Nepal’s Cultural Heritage – Exploring Kathmandu Valley

The early morning sun reflects the brilliant white of the spectacular snow-capped Himalayas, as we start out on this day’s adventure. We are in Kathmandu. Today, we go beyond the city to explore the surrounding Kathmandu Valley. We’ve been told this is another world.

Ganesh, our guide, already awaits us this bright early morning. We cross the Baghmati River, bordering the city, and reach charming Patan. A mere twenty minute ride from the city, this is, indeed, another world. Lalitpur, as it is known locally – has an aura of tranquility and peace about it, so unlike that of frenetic Kathmandu. This is a town renowned for its excellent craftsmen and crafts. Walking down the narrow lanes, we come across the exquisite temples, traditional buildings and tiny shops and stalls of metal and wood artisans and stone cutters. We reach Durbar Square in the heart of the city, where we are mesmerized by the palace buildings, artful courtyards and graceful pagodas. The three main courtyards here are punctuated by wood and stone architecture, the crowning jewel being the Tushahiti, the Royal Bath, a masterpiece of stone architecture.

Hindu temples and Buddhist pagodas dot the city throughout, enhancing the peaceful ambience. We stop at Krishna Mandir, considered Nepal’s finest stone structure. Despite its solid stone construction, this Hindu Temple is delicate and light – magnificent in its form, with scones and friezes depicting holy Hindu scenes. We continue to the Mahabouddha Temple, a Buddhist shrine, its architecture in stark contrast to the Hindu temples. This terra-cotta monument, a work of art of 14th Century Nepalese construction, is made of clay bricks engraved with thousands of Buddha images.

On towards Bhaktapur, we stop at the Tibetan Refugee camp, where beautiful Tibetan carpets and other crafts captivate us. We pass through enchanting Newari towns where life continues in ancient traditions much as it did in former times.
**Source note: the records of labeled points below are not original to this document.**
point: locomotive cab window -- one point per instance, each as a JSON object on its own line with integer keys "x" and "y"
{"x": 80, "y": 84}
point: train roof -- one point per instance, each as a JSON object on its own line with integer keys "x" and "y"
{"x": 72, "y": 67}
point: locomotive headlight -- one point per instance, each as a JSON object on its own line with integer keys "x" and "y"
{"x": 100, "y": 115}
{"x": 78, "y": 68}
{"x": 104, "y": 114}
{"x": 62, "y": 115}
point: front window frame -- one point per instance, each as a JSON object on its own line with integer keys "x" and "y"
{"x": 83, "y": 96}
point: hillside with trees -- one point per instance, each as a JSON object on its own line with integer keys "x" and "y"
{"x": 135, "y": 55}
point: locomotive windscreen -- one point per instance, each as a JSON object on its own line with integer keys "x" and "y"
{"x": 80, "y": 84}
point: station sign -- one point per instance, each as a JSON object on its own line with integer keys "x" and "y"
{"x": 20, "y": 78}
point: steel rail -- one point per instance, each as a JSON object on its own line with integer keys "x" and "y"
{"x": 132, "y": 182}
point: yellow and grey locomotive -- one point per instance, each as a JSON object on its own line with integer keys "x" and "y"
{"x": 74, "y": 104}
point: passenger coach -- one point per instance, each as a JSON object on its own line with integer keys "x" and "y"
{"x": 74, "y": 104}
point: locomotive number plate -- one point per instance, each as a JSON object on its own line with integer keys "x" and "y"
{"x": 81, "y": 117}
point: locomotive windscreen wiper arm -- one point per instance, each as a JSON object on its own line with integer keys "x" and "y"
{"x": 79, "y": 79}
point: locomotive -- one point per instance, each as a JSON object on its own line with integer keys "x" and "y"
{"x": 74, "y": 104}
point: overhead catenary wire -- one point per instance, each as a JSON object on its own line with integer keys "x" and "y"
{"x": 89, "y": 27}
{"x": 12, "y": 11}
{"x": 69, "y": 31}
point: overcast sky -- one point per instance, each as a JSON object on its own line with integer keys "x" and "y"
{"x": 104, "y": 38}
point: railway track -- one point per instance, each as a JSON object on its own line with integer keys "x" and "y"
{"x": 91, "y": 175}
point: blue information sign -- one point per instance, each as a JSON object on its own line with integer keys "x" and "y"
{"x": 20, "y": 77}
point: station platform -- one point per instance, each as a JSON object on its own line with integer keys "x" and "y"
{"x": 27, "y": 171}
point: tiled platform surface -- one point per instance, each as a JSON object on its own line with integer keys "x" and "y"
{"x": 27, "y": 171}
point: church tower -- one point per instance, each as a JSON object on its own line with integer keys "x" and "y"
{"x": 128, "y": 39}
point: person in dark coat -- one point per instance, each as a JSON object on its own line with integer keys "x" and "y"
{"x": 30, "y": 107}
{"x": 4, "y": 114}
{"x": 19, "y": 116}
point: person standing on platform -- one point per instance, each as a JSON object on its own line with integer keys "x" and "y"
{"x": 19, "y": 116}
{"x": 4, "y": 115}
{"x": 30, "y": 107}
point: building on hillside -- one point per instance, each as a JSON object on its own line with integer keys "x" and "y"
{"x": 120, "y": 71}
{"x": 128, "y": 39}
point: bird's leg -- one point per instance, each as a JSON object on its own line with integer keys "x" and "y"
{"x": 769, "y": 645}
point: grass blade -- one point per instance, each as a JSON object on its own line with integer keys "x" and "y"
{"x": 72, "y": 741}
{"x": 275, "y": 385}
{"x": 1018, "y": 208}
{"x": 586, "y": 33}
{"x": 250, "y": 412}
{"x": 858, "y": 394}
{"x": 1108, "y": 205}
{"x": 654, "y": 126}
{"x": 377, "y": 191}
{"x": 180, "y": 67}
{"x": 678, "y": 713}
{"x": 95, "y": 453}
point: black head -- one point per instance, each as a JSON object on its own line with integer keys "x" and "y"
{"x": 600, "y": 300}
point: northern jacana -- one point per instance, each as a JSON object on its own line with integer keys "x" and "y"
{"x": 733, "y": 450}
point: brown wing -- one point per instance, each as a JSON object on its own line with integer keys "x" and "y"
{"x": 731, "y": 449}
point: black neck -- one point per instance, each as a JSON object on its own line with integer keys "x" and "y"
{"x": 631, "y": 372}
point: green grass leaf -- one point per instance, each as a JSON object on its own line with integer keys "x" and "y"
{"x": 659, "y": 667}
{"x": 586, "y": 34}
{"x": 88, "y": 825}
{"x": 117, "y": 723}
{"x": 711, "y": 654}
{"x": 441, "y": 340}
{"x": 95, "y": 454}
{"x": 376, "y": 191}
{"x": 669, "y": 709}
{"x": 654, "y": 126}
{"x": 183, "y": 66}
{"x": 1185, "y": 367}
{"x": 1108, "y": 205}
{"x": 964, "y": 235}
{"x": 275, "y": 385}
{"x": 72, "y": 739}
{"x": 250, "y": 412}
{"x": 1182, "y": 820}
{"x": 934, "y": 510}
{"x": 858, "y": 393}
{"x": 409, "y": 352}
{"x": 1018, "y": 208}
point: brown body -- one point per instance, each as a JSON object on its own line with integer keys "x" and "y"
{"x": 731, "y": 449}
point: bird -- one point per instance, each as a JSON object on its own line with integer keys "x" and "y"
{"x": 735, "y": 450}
Reaching Bhaktapur, we are struck by the bewitching beauty of this remarkable city. Known as Nepal’s cultural gem, a sense of timelessness prevails. More like an open, living museum, its opulence, ancient art and culture transports us to another era. The crowning jewel of the city is its Durbar Square – a UNESCO World Heritage Site where works of art in the form of unique palaces, temples and monasteries are set to the backdrop of the magnificent Himalayas.

Perhaps the most fascinating structure in the square is the 55 Window Palace, originally the seat of Newar royalty, which now houses the National Art Gallery. We admired the elaborately carved windows and doors of the building, and were left gaping at the breathtaking stone artworks and paubha scroll paintings housed in the museum. In Tuamadhi Square, we come across the Nyatapola Temple, a colossal five story pagoda, the country’s tallest Buddhist temple.

Though founded in the 12th Century as the capital of the Malla Kingdom, Bhaktapur really took on its present shape in the 18th Century, when most of its greatest monuments were built. Mostly terra-cotta masterpieces along the rich artistic Newar tradition, the buildings are supported by carved wooden columns, elaborate windows and doors, gilded roofs and spacious, surrounding open courtyards. The fascinating divine images portrayed reflect the religious beliefs and social outlook of their Newari craftsmen. The clusters of monuments that embellish the city’s brick and stone squares reaffirm Nepal’s tradition of social harmony and religious tolerance, where Buddhist temples rub shoulders with Hindu shrines.

Besides the many temples and shrines that preside over the city, Bhaktapur is renowned for its long history of Newari craftsmanship. At the Pottery Square, we encounter Newari potters busily shaping lumps of clay on their wooden wheels and skilled artisans creating everything from indigenous paubha scroll paintings and papier-mâché masks to woven cloths, wood carvings and metal works. Chancing upon the Gai-Jatra festival, however, was the highlight of our day. The tantrically inspired dances include images of the city’s protectress deities and are unique to Bhaktapur. As they were centuries ago, the festivals and dances are enthusiastically observed here. The day was a real treat for us and the younger family members, who were mesmerized by the spectacle.

In the Kathmandu Valley, we were transported to another world – a world of culture, art and heritage- a day where we were afforded easy sightseeing, rest and relaxation after our intensive trekking and rafting adventures.